As many of you know, I'm about 2 weeks into my month of no sugar and to top that off, I'm on day 5 of a whole body detox. What can I say? I'm a glutton for punishment.
Add to that this nice rainy weather we're having (no really, I love rain) that makes my chronic pain worse and I have a terrific cocktail of aches and pains.
Not that I'm complaining...I'm just explaining why I'm in bed. :-)
You may be wondering how this no sugar month is going and I'd have to say pretty good. Last year, I often felt like I was doing something I should be doing but it didn't sick because I wasn't as committed. It didn't take long for my whole family to go back to eating cookies and drinking sodas.
But this year feels different somehow. I really feel on board with this decision to go without sugar. I've been doing a lot of research; watching loads of videos and documentaries. That helps my resolve quite a bit.

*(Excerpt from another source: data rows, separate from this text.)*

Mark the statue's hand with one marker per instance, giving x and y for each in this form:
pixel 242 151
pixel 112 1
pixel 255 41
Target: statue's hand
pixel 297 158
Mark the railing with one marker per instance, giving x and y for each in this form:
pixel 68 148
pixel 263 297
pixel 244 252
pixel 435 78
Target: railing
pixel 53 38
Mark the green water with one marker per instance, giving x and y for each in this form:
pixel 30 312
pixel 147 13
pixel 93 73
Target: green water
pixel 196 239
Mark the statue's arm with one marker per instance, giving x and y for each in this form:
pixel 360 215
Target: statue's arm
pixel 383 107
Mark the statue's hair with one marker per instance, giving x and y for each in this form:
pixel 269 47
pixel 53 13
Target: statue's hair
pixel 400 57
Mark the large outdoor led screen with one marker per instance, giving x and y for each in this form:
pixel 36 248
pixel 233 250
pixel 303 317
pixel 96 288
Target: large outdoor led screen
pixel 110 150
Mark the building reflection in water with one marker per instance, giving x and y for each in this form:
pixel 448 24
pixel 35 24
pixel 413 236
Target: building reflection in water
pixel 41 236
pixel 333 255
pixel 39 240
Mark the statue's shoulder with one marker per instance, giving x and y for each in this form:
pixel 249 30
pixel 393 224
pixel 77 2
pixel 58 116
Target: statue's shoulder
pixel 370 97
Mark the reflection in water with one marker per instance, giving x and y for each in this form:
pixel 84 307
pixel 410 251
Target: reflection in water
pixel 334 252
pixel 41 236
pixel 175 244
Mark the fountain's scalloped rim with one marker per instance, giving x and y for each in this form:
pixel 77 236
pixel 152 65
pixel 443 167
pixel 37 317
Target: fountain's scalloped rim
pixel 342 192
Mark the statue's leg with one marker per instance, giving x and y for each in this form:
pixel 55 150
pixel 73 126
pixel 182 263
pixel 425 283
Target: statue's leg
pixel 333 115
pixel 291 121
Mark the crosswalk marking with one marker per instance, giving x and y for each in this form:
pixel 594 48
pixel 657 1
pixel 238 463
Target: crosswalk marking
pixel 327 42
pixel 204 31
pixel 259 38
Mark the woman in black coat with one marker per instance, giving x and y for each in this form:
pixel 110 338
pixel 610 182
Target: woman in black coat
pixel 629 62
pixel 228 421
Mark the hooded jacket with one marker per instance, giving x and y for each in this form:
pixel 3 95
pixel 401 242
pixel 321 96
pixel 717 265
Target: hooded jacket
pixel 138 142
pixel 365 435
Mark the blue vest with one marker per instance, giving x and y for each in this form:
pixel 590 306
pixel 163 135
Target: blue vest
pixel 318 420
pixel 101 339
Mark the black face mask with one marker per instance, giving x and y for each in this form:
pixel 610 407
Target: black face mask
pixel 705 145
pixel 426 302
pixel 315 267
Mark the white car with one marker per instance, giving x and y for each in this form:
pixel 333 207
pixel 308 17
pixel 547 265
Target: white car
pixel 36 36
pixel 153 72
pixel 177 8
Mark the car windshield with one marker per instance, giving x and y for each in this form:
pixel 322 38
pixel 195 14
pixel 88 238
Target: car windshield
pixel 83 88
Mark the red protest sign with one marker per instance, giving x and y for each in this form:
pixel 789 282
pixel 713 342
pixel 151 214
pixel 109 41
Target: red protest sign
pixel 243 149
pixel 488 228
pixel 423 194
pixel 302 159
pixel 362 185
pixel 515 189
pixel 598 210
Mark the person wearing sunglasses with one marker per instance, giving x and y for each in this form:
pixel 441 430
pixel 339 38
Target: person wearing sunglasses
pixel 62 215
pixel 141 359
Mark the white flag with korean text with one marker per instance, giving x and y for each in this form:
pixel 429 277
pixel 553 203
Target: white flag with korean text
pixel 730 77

But I'll be honest. The main reason I'm wholeheartedly ready to give up refined sugar is because I'm sick of feeling sick. I know some of you know how I'm feeling because you tell me how bad you feel, how run down you get. I'm learning there are a lot of factors that play into chronic pain and everyone is different. But no matter who you are, refined sugar and HFCS is just bad. It may affect your body differently than mine and you may not see or feel problems until down the road, but trust me...they will be there. It's just that toxic.
I don't get the luxury of delayed illness. My body has issues now. I am 24. Twenty-four, people. And I have chronic pain. It's ridiculous. Some things I have no control over, like pollution and loads of toxins and chemicals I come into contact with every day. But there is a HUGE portion I have control over. I have control over what I eat and drink. I have control over what medicines and supplements I choose to take. I have control over how much sleep I can try to get (although not always how well I sleep). I have control over how much exercise and stretching I do. At the end of the day I can't sit back and say I'm overweight (I am) and sick (I am) because I just ended up that way. I have made choices that have lead me to where I am now. And now I am going to have to make even harder choices to get back to where I need to be. Choices like giving up refined sugar....
Right now, my body doesn't feel to good. Sometimes we have to walk through some mud before we get back on the beaten path. It doesn't 'feel' good to deny my body something it's addicted to and craves. It doesn't feel good to purge my body of nasty toxins. It doesn't feel good to swallow 10 pills every night for my detox. I hate swallowing pills. I'll do it anyway because it will make me better. My body isn't going to like stretching at first. It's going to be hard to push through chronic pain. But it will get better.
Sometimes discipline isn't fun and doesn't feel good right away...but it ALWAYS pays off. I always feel better in the long run.
Sometimes I don't get a cozy feeling and think, "I'm so glad I did this." Sometimes I'm just mad. I throw fits too when I have to do something I don't like. I need a huge poster that says...GET OVER IT AND BE A BIG GIRL. That's what being healthy is about for me. Right now, I need to get over it and do what I know is necessary.
Maybe down the road being healthy will look like new running shoes, skinny jeans and energy in the morning (without coffee). Maybe it will be actually having the energy to get in the floor and play with my boys without asking them to be 'easy cuz mommy has fibro'. Maybe healthy will look like forgetting I ever had chronic pain. Maybe...
But I've got some work to get there. And I'm ready to do what it takes. Are you?